The daemon will be running under the root user. You can run the following command to see if cron is running:
$ ps aux | grep cron
You should see an output like this:
root 617 0.0 0.0 9420 2800 ? Ss 17:00 0:00 /usr/sbin/cron -f
If you received no output from the command at all, either cron isn’t running or is not installed.
On Ubuntu you can quickly install cron by running the following command:
$ sudo apt update && sudo apt install cron
If you’re using something other than Ubuntu, you’ll need to run the equivalent command for your package manager.
Once cron is installed, remember to make sure it is enabled and running using the
systemctl command provided by systemd:
$ sudo systemctl enable cron
Cron should now be running, and you should be able to see it if you again run the
ps command shown above.
Cron Job Schedule Syntax
A basic crontab entry looks something like this, with the cron job schedule first, followed by the command to run:
* * * * * /home/user/bin/somecommand.sh
| | | | | |
| | | | | Command or Script to execute
| | | | |
| | | | Day of week(0-6 | Sun-Sat)
| | | |
| | | Month(1-12)
| | |
| | Day of Month(1-31)
An asterisk (*) matches all values, so if you take a look at the example above, it specifies that /home/user/bin/somecommand.sh should be run at minutes 0-59 and hours 0-23 on days of the month 1-31 for months 1-12 on days of week 0-6 — or in other words "every minute".
Cron entries can also be configured to run at more complex times. If you want to run four times a day between Monday and Friday, you can use the step operator ( / ) and the range operator ( - ).
0 */6 * * Mon-Fri /home/user/somejob.sh
That entry will run your command every six hours starting at midnight — 12:00 a.m., 6:00 a.m., 12:00 p.m., and 6:00 p.m. — but only from Monday to Friday.
If you want to delve deeper into other complex scheduling examples, crontab.guru is a handy website for testing out the scheduling syntax, and translating them into plain english.
Managing Crontab Entries
Once cron is running, it checks for crontab entries in the following files every minute:
- /var/spool/cron/crontabs/$USER (where
$USERis the currently logged-in user)
The first file, /etc/crontab, is a system-generated file containing shortcut commands designed to check for cron table entries in the following directories:
/etc/cron.monthly. There are a few other locations where cron jobs can be stored; to learn more about those, you can check out this post. For the purpose of this article, you will concentrate on creating new crontab entries for your user.
You can achieve this by using the
crontab command. From the terminal, enter edit mode for your user’s crontab using the following command:
$ crontab -e
The first time you run this command, the OS should ask you what editor you would like to use with a little menu like this:
no crontab for user - using an empty one
Select an editor. To change later, run 'select-editor'.
1. /bin/nano <---- easiest
Choose 1-4 :
Select the editor of your choice. If you’ve never used an editor on a Linux system before, go ahead and stick with the suggestion of using
nano, as it’s an easy-to-use editor for the most part.

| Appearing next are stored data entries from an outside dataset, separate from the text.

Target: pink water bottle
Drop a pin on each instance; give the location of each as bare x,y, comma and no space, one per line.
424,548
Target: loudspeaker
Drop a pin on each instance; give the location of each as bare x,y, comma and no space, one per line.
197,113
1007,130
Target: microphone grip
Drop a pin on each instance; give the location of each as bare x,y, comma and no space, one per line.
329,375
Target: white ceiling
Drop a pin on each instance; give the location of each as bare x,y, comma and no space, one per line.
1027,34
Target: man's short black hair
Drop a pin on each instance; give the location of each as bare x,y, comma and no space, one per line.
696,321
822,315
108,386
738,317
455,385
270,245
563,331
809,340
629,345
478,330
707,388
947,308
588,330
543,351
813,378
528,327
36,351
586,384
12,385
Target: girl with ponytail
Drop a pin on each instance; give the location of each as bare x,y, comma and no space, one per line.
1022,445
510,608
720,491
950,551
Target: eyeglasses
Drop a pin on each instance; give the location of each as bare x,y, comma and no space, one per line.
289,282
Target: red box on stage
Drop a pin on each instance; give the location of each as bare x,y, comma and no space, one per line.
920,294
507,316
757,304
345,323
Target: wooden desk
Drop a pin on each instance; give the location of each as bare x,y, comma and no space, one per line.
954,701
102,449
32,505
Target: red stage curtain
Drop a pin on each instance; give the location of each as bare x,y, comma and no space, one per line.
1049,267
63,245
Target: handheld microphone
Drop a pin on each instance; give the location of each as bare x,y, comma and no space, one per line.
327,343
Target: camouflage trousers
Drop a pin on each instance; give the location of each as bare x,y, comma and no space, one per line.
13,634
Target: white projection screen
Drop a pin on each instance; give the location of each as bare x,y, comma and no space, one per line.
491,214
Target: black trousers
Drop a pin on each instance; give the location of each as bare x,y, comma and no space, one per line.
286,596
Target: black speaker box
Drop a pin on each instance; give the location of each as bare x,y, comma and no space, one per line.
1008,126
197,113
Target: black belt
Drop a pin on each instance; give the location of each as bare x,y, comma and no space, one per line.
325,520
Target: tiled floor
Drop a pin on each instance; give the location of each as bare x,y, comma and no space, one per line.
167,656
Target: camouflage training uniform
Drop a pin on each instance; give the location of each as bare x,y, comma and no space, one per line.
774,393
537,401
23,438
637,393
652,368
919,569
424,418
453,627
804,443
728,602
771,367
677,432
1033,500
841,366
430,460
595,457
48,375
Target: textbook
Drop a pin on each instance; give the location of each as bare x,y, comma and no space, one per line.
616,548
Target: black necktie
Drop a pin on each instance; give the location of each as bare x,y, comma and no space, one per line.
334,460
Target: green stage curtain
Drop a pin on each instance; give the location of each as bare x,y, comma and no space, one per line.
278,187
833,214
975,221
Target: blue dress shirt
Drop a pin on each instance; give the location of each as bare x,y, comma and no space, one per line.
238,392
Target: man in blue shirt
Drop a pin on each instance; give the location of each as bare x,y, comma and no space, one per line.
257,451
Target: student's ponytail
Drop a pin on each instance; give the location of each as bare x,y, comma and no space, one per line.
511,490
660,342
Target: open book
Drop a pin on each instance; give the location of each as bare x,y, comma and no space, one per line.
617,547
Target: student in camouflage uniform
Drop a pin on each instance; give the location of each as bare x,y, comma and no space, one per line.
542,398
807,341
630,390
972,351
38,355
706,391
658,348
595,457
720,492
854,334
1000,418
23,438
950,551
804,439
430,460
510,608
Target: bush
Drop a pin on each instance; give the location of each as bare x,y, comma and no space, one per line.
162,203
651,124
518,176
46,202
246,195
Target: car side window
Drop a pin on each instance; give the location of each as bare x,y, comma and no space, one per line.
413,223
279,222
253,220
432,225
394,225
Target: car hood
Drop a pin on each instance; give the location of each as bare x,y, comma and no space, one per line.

Once you’ve made your selection, the editor you’ve chosen will come up with the default crontab for your user, like this:
Currently, the file is empty, but you are now free to add a cron job entry to the bottom of the file.
Common Cron Job Errors
Up until now, you may have the impression that cron seems like quite a powerful tool and nothing can go wrong while using it. Right? Wrong.
Any experienced system administrator who has spent any amount of time setting up cron jobs will tell you that cron jobs will and do fail all the time, for a myriad of reasons.
Here’s an overview of some of the problems you could run into when setting up your cron jobs.
It’s not difficult to make a mistake with the cron syntax, especially if you haven’t worked with it before. Maybe you’ve swapped around the minutes and the hours part of the syntax. Again, you can always use the crontab.guru website to verify that your syntax is correct.
Another frequent occurrence is that your shell script works perfectly from the command line when you run it but it doesn’t seem to run from the cron entry. If your script invokes any environment variables, this is probably the cause. Cron does not load variables from files like .bashrc or bash_profile, so even if you’ve specified a common variable like
$USER, that variable isn’t defined when the cron daemon runs your job entry. You would either need to hard-code your variable values or manually load the values from files like .bashrc yourself.
Script Executable Permissions
By default, when you create a shell script, it does not have execute permissions:
$ touch shell_script.sh
$ ls -als *sh
0 -rw-rw-r-- 1 user users 0 May 21 13:26 shell_script.sh
The file is missing execute permissions. Give the file executable rights by running the following command:
$ chmod +x shell_script.sh
$ ls -als *sh
Now the output looks like this:
0 -rwxrwxr-x 1 user users 0 May 21 13:26 shell_script.sh
This should fix the missing execute permission that cron needs to be able to run the script.
Your script can be incredibly resilient, yet when system resources are depleted, no amount of resilience is going to help your cron job run successfully. Unfortunately, the only way to prevent this is to stay on top of monitoring your servers for metrics like available disk space, available memory, and sufficient open files.
You might have a cron entry that runs quite frequently and successfully within seconds. For argument’s sake, maybe you’re running that script every minute. It’s highly possible that an outside variable can interfere with the job completing on time, causing the job to take more than a minute to complete. The cron daemon will happily spawn more copies of your script until you have a small army of them all running at the same time, thus depleting system resources. You’ll need to build in checks like lock files to make sure only a single copy of your script is running at any given time.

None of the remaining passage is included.